Bess spent 8 minutes in the tent, watching other peddlers peddle past.
“Normally, it’s 4 minutes in the penalty tent, but when you cuss and ask why, you are going to get extra time,” Bess said.
But as Bess saw the other bikers pass her, she made a mental note and set a new goal.
”Everybody that passed me, I passed them,” Bess said. “That gives you more desire when you’re sitting there. I knew I didn’t do anything wrong.”
Bess bested her time from the 2010 Ironman, shaving nearly 50 minutes off her time of 11:48:44.
Even with the penalty, she managed to make three goals: finishing in less than 11 hours, crossing the finish line before sunset (just barely, because sunset was officially at 6:02 p.m.) and running the marathon in less than 4 hours. Her marathon time was 3:50:04.
“I’m so, so happy,” Bess said. “I couldn’t be any happier.”
Bess and Penny both mentioned the weather. Both struggled against the Kohala winds, which never seemed to produce usable tailwinds.
Even the uncharacteristically vog-free Kona day added some difficulty to the marathon portion of the race.
“Usually you have the really nice, voggy weather,” Bess said. “Today was blue and sunny.
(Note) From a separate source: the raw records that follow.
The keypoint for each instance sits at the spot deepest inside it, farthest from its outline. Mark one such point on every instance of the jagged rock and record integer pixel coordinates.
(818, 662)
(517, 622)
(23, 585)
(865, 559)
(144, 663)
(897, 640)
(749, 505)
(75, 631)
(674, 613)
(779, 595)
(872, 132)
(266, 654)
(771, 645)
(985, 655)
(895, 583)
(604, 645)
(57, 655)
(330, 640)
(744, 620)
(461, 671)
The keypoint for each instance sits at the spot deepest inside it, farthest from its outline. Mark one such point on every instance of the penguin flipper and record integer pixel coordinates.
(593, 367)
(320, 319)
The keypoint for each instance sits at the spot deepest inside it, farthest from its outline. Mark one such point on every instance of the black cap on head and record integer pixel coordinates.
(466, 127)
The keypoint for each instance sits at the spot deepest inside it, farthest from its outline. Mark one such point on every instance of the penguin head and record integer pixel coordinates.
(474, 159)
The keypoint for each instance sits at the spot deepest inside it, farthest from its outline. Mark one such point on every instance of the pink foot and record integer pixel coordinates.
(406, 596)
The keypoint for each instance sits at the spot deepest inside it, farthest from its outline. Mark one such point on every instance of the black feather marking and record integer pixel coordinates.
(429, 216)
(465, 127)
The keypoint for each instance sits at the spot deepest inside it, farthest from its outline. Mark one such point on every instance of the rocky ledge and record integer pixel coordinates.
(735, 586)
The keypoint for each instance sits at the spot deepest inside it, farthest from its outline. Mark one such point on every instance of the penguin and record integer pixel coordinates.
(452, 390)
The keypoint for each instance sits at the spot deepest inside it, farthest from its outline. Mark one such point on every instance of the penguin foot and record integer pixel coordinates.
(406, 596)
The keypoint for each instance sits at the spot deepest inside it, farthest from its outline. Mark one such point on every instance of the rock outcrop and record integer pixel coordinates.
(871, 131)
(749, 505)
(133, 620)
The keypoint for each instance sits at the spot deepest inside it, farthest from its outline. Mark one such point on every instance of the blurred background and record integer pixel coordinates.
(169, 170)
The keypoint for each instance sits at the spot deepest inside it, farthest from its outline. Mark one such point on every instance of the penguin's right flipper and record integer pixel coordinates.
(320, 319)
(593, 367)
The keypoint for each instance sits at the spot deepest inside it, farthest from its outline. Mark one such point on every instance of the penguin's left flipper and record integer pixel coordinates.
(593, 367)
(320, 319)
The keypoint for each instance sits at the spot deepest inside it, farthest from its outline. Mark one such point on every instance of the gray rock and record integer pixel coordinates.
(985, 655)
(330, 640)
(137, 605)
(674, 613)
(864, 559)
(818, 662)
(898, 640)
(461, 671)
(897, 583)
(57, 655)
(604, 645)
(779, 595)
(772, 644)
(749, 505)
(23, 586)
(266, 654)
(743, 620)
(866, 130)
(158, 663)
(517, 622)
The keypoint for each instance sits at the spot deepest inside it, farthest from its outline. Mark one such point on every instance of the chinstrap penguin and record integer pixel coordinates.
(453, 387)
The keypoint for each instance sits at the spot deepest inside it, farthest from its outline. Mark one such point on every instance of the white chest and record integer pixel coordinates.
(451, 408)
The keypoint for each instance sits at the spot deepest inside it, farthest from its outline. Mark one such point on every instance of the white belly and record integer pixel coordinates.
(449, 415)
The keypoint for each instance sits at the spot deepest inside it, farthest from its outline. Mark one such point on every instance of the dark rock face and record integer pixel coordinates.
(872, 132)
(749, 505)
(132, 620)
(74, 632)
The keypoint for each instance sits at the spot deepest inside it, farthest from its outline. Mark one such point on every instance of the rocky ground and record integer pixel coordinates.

I walked for a little bit on the run.”
Bess completed her third Ironman world championship, but Big Island residents might not get used to seeing Penny’s name in the field.
When asked about his future plans, he laughed and said, “Let’s rest from this one and let the pain stop, first.”
But Penny was happy to be a part of the Ironman event.
“Coming down the chute and crossing the finish line, there’s no word to describe it,” he said. “It’s a surreal feeling. You see the YouTube videos and the NBC production of the race, but to be a part of it is wonderful.”
Twenty-five Big Island residents started the race. By late Saturday, 10 had finished.